Learning under distribution shift

Also transfer learning, covariate shift, transferable learning, domain adaptation, transportability etc

Predictive models can be trained on independent or identically distributed data without much fus. Sometimes our data is not identically distributed but is drawn from several different distributions.

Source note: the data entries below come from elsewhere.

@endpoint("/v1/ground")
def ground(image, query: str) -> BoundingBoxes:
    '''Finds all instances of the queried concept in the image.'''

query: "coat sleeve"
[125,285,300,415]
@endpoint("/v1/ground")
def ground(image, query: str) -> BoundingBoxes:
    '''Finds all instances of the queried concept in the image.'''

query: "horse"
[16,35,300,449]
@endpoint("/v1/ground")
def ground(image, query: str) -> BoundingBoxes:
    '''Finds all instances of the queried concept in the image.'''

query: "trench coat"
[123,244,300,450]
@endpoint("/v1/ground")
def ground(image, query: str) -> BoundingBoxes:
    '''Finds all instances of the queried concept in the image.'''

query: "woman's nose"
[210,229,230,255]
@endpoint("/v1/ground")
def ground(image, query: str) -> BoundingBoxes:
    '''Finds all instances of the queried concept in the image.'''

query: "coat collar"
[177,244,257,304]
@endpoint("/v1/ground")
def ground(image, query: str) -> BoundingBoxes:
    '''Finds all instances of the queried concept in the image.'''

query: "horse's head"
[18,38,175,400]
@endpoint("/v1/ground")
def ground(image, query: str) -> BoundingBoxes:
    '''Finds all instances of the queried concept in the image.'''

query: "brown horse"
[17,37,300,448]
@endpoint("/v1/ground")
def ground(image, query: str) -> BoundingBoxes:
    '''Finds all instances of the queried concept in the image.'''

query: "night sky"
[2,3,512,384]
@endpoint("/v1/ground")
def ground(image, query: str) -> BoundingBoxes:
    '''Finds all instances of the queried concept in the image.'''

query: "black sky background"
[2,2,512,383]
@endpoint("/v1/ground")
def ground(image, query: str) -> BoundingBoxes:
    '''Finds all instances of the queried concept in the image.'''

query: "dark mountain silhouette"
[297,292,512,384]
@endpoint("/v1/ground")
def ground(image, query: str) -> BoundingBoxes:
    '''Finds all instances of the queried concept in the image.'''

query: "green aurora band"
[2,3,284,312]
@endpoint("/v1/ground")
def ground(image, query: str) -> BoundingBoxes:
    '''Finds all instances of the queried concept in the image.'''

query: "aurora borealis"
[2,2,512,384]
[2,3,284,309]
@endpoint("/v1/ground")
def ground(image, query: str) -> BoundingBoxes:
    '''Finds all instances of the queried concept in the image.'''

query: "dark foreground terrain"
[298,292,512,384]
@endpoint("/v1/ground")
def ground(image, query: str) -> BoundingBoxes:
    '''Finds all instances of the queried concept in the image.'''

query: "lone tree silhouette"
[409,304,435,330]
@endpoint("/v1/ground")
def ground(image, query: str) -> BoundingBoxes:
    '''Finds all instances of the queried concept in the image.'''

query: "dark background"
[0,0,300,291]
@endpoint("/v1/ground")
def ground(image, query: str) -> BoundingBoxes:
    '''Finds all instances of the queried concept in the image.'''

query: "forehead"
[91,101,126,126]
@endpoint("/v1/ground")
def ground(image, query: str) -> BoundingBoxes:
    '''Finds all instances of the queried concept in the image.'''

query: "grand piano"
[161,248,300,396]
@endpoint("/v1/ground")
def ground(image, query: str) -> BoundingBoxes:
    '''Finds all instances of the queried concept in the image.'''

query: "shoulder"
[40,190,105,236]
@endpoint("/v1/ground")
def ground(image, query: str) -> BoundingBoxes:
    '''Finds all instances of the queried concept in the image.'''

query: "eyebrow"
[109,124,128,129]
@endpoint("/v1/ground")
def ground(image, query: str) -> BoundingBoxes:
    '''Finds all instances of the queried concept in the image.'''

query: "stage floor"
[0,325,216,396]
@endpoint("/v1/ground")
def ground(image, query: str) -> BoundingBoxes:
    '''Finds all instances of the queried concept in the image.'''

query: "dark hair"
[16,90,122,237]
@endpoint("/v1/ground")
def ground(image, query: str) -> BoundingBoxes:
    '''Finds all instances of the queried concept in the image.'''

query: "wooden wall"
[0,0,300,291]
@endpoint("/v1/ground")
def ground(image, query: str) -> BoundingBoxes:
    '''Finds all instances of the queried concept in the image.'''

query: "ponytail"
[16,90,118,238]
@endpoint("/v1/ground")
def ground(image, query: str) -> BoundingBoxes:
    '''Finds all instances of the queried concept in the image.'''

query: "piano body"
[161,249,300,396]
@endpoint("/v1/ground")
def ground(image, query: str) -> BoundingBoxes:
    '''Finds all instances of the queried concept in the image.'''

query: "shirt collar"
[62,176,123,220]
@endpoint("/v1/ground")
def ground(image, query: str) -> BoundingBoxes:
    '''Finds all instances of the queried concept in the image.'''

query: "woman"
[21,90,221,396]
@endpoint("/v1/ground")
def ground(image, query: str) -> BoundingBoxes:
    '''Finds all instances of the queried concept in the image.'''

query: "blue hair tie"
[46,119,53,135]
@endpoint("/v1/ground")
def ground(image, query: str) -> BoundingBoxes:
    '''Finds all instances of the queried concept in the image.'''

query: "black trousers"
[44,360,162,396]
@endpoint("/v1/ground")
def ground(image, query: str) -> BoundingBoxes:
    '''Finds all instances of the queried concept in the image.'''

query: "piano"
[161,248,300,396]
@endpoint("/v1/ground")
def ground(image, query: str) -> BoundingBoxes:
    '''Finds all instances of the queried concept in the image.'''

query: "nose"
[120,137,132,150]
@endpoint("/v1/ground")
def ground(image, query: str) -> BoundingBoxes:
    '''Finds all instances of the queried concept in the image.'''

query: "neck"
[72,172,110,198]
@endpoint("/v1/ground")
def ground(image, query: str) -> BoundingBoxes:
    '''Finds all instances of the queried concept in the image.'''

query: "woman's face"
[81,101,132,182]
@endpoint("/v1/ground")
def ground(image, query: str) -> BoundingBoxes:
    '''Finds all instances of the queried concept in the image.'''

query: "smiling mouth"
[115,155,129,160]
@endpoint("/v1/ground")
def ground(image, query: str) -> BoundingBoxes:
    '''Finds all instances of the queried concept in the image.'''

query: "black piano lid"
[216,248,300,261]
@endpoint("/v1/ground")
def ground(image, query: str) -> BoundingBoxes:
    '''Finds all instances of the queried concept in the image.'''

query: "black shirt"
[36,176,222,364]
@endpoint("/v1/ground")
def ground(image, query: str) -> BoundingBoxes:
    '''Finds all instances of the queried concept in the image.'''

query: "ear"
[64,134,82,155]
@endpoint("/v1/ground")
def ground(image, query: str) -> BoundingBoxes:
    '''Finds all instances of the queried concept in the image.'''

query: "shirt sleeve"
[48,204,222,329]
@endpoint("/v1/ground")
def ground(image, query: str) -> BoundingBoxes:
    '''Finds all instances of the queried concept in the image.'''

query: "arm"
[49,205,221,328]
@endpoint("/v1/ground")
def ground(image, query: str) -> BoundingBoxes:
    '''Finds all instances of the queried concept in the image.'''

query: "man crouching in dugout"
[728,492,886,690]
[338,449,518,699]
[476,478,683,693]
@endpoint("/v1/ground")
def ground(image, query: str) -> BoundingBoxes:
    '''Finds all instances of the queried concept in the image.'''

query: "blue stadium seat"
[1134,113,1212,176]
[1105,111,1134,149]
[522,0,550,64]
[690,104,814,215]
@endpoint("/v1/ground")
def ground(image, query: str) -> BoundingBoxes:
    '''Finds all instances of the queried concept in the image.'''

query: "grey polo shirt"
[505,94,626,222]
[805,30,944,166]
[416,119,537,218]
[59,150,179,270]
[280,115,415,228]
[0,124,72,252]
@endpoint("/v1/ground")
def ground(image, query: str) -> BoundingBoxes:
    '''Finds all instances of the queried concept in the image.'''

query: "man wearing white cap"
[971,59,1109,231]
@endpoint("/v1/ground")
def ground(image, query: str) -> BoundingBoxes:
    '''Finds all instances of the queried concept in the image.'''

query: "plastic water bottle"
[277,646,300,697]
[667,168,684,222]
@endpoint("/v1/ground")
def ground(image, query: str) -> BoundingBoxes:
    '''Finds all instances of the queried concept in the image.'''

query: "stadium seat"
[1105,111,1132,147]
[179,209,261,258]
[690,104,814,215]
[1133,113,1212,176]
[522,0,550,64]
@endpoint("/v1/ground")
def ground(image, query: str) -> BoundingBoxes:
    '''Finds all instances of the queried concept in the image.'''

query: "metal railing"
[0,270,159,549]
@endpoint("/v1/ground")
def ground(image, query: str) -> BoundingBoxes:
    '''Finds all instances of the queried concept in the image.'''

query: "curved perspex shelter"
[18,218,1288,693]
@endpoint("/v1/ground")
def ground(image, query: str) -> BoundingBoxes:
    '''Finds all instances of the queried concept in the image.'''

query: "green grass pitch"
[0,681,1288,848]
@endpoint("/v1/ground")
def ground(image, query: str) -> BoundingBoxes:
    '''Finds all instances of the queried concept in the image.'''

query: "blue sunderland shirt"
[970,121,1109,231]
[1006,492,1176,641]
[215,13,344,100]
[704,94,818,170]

Say, I am training a model which predicts customer behaviour, and I have customers in Australia and customers in India. Can I nonetheless train a model which works well on all of the data?

If we are using a parametric hierarchical model, we can pool data in the normal way. and learn interaction effects.

If we are doing Neural Network Stuff though, it is not really clear how to to that. We might be vexed, and then surprised, and then write an article about it. If we are a typical research, that article might be blind to prior art in statistics. e.g. Google AI Blog: How Underspecification Presents Challenges for Machine Learning, or, Sebastian Ruder’s NN-style introduction to “transfer learning”.

I'm waying this in a snarky way, but there can be virtue in reinventing things with fresh eyes. Transfer learning and domain adaptation and such, these are all concepts that arise in the NN framing, and sometimes the methods overlap with statistical classics and sometimes they extend the repertoire.

Here we will investigate all of them that I have time to.

What is transfer learning or domain adaptation actually?

Everyone I talk to seems to have a different notion, and also to think that their idea is canonical.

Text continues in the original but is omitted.